Here, Sports Mole takes a closer look at Die Adler's route to the final.
GROUP D - WINNERS
The German side took seven points from their opening three games, although they needed a last-gasp Goncalo Paciencia penalty to make it past Antwerp on matchday two.
The Portuguese would also be the thorn in Antwerp's side later on in the group, netting a 94th-minute equaliser to force a 2-2 draw with the Belgian side at the Deutsche Bank Park.
Doing the double over Olympiacos and taking two points off Fenerbahce saw Frankfurt top the group with 12 points from a possible 18 - three clear of the Greek runners-up and advancing to the last-16 in the process.
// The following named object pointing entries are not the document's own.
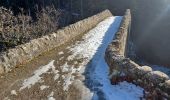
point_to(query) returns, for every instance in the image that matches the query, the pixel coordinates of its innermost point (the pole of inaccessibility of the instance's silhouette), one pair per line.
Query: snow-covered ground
(91, 51)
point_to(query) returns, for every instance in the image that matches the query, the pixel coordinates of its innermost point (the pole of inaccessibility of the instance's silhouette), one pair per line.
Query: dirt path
(71, 72)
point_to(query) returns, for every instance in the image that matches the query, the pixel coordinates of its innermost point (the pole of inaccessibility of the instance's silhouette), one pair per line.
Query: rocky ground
(74, 71)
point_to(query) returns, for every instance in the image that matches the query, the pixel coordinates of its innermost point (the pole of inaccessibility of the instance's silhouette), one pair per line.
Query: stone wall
(26, 52)
(119, 65)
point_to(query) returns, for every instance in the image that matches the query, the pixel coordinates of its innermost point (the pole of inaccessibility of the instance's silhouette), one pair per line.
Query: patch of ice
(37, 75)
(42, 87)
(98, 80)
(13, 92)
(50, 96)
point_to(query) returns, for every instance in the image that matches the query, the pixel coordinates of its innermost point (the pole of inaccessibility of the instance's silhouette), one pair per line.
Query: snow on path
(93, 48)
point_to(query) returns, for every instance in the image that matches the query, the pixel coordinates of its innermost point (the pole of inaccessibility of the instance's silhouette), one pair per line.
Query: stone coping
(120, 65)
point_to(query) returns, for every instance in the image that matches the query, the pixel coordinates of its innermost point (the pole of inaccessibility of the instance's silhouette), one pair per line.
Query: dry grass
(15, 30)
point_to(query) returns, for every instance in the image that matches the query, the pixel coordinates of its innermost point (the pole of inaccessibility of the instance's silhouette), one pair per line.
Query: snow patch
(37, 75)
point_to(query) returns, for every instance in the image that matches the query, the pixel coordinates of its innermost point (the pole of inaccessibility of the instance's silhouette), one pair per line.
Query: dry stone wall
(26, 52)
(120, 65)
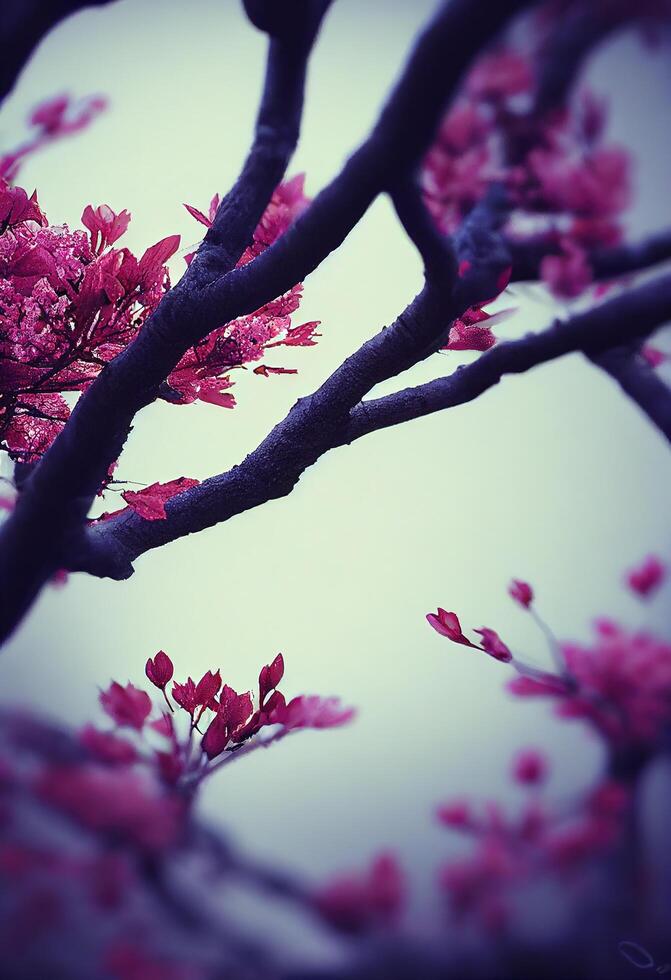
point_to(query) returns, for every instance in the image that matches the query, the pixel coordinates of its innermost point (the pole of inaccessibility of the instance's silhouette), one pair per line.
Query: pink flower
(470, 336)
(105, 225)
(128, 706)
(546, 685)
(653, 355)
(521, 592)
(159, 670)
(356, 902)
(447, 624)
(312, 712)
(270, 677)
(499, 75)
(216, 737)
(530, 767)
(185, 695)
(16, 207)
(494, 645)
(115, 801)
(567, 274)
(107, 747)
(647, 577)
(150, 502)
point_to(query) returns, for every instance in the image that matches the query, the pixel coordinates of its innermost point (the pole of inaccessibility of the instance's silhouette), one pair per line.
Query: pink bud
(159, 670)
(494, 645)
(530, 767)
(521, 592)
(270, 677)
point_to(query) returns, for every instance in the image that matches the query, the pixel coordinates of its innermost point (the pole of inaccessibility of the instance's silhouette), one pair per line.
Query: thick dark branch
(392, 151)
(571, 42)
(23, 24)
(55, 499)
(50, 511)
(313, 426)
(622, 320)
(435, 250)
(607, 263)
(335, 416)
(639, 380)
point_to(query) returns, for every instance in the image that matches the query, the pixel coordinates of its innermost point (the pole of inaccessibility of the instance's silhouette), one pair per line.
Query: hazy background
(553, 477)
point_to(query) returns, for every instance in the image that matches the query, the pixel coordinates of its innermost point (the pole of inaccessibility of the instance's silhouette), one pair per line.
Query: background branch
(51, 510)
(23, 24)
(334, 415)
(640, 381)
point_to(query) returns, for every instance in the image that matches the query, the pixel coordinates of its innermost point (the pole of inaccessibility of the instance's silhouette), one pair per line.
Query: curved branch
(606, 263)
(56, 496)
(334, 416)
(639, 380)
(23, 24)
(622, 320)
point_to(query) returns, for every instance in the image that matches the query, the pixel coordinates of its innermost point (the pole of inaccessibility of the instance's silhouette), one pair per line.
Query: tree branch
(606, 263)
(334, 415)
(628, 317)
(50, 511)
(639, 380)
(55, 498)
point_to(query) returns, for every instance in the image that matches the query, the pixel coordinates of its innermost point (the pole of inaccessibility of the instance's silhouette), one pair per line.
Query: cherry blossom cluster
(620, 684)
(96, 825)
(51, 120)
(543, 840)
(71, 300)
(203, 372)
(207, 723)
(568, 188)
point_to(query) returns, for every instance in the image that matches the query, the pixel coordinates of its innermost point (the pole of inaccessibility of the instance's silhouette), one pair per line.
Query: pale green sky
(552, 476)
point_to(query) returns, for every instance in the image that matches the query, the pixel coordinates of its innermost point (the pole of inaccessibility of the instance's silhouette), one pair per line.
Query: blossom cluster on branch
(70, 302)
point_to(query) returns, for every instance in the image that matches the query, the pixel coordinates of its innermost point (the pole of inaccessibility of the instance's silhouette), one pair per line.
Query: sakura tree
(503, 175)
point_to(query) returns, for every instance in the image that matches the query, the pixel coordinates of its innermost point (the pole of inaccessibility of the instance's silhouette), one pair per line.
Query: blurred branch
(624, 319)
(640, 382)
(335, 415)
(50, 512)
(606, 263)
(23, 24)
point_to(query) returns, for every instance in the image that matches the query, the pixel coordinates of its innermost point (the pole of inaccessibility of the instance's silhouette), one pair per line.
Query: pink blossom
(499, 75)
(470, 336)
(216, 737)
(159, 670)
(530, 767)
(104, 225)
(447, 624)
(270, 677)
(494, 645)
(647, 577)
(107, 747)
(521, 592)
(116, 800)
(150, 502)
(653, 355)
(127, 706)
(356, 902)
(312, 712)
(569, 273)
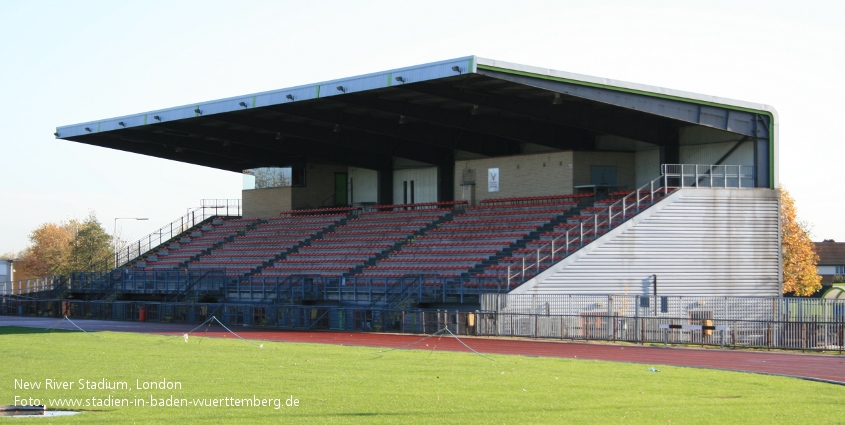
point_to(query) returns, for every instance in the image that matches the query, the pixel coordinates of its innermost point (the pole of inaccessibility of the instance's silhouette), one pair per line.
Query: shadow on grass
(20, 330)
LAST-16 - FRANKFURT 3-2 REAL BETIS
With Manuel Pellegrini's Real Betis side proving a tough nut to crack this term, Frankfurt's trip to the Benito Villamarin was to be anything but straightforward, although Filip Kostic got them off to the perfect start after just 14 minutes.
Betis forced extra-time when Borja Iglesias netted in the 90th minute, but with penalties looming, Guido Rodriguez and Rui Silva's mix-up saw the former turn into his own net with no less than 120 minutes on the clock to send Frankfurt through.
QUARTER-FINALS - FRANKFURT 4-3 BARCELONA
A Barcelona side with a renewed sense of confidence under Xavi entered the Europa League as one of the favourites to go all of the way in the tournament after dropping down from the Champions League.
However, Kostic's brace and Rafael Borre's effort saw Frankfurt stun the Catalans into silence, and while Barcelona responded in added time through Memphis Depay and Sergio Busquets, it was no use against Glasner's juggernaut.
SEMI-FINALS - FRANKFURT 3-1 WEST HAM
Frankfurt had purchased their tickets to the London Stadium for one of the most famous European nights in West Ham's history, but Glasner's side played party poopers after less than a minute in the English capital.
Knauff was allowed to drift away at the back post and finish before Michail Antonio's strike just crossed the line - despite the efforts of a scrambling Kevin Trapp - although Kamada had the simple task of walking the ball into the net to restore Frankfurt's one-goal first-leg lead.
Red cards for Aaron Cresswell and David Moyes only increased the gradient in West Ham's uphill battle during the second leg, and an insurance goal from Borre ensured that Die Adler would travel back to Seville to compete in the final.